The late and sorely missed David Lake, Master of Wine and winemaker at Columbia Winery. His knowledge, perception and expertise were all of the first order. (Wine merchant) Harry Waugh, who is also passed. He was a true legend in the industry and one of the most vital men I’ve ever met. And mind you, I first met him when he was in his 80s. Finally, Gerald Asher (the British-born wine merchant-turned-writer).
What is your most memorable wine or wine tasting experience?
In Rioja Alavesa, José Ignacio Domecq Jr. took me out to their vineyard along the Ebro. We gathered vine trimmings throughout the vineyard, then sat on the rocks by the river and watched José kindle a small fire and sear fine slices of lamb rubbed with local herbs and spices, accompanied by a reserva from that vineyard.
In Germany, small family winemakers are allowed to operate heueregins, which allow them to serve simple local meals with their wines. In Zell, we dined on fresh-caught trout from the Pfalz plateau, grilled en planche, with hand-made spaetzle and simple schmalzbrot accompanied by Mosel wines pulled cool and dripping from a medieval stone trough.
What’s your cure for a wine hangover?
Not a problem for me. I prevent them from happening by drinking water copiously (hydration) and beer at the end of the day. I also take antihistamines.
Do you have a favorite wine and food pairing?

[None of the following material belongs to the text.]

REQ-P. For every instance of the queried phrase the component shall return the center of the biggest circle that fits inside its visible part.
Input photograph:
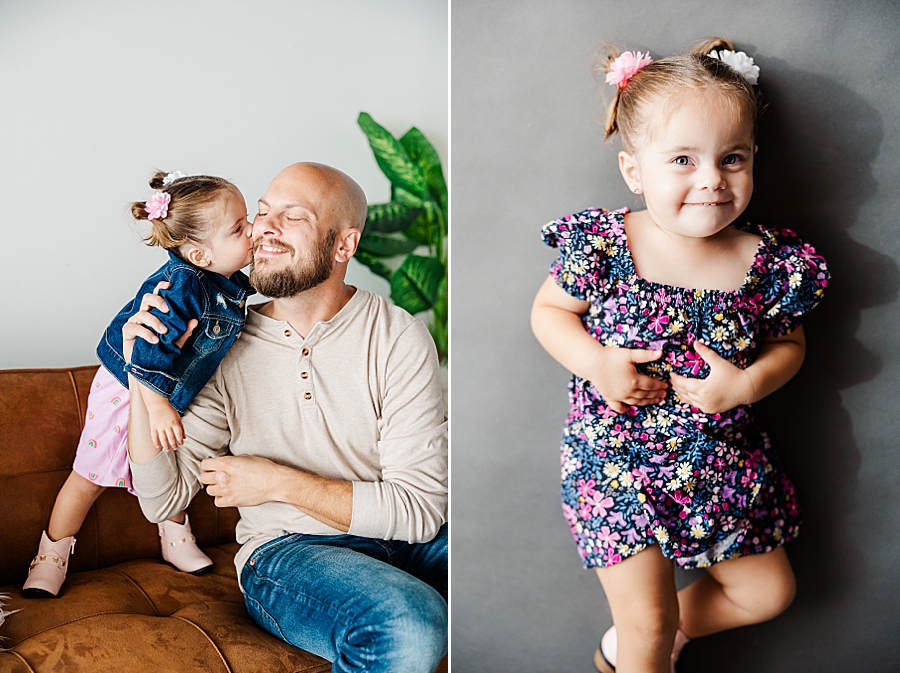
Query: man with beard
(324, 425)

Bollinger RD (recently disgorged) Champagne with greasy, crunchy potato chips on a beach in Oregon pretending to watch the sun go down. Sancerre Chavignol with Crottin de Chavignol goat cheese, preferably on the main plaza of Sancerre, but anywhere really.
What is one thing you’d like your readers to learn from your writing about wine?

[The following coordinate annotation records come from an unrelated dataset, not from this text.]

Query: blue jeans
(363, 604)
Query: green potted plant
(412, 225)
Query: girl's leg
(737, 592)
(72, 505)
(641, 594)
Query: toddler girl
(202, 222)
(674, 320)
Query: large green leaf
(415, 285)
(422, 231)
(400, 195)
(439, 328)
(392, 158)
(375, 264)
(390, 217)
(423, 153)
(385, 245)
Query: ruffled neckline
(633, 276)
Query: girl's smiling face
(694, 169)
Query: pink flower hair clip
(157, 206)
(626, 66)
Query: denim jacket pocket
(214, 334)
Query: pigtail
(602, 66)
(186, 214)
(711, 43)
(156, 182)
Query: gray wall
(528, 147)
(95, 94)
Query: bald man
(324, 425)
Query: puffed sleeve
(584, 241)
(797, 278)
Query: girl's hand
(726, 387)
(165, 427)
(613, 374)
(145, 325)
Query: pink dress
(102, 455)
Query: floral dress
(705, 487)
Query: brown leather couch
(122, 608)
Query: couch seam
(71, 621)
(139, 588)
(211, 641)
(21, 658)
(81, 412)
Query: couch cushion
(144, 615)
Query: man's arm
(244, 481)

The one thing? That the love of wine is passion: the passion to know the place and the people who nurture and create the wines we enjoy. A wine company once used a phrase to describe their philosophy — “From the earth to the table.” That works for me as well.
What’s the most compelling story you have written?
What? Choose a favorite child? The most hits I ever got from an article was this piece on Château de Beaulon. Then there’s the article about one of my favorite winemakers — Alberic Mazoyer of Domaine Alain Voge.
What has inspired you to visit as many wine regions as you have?
I have an unquenchable desire to experience every wine region in the world. And then visit them again, because things change. Fine wine, to me, must show a sense of place. To understand — truly understand — a place, you must go there.
Does the average wine consumer need that? No. But I offer both information and opinions on wines; thus it behooves me to be as relentlessly knowledgeable as I can be.
Rob Stuart says
Nice job Carl. A great Icon that Hoke.
Best,
rob
Carl Giavanti says
He’s a hidden gem, Rob. I’m happy to help keep his story top of mind.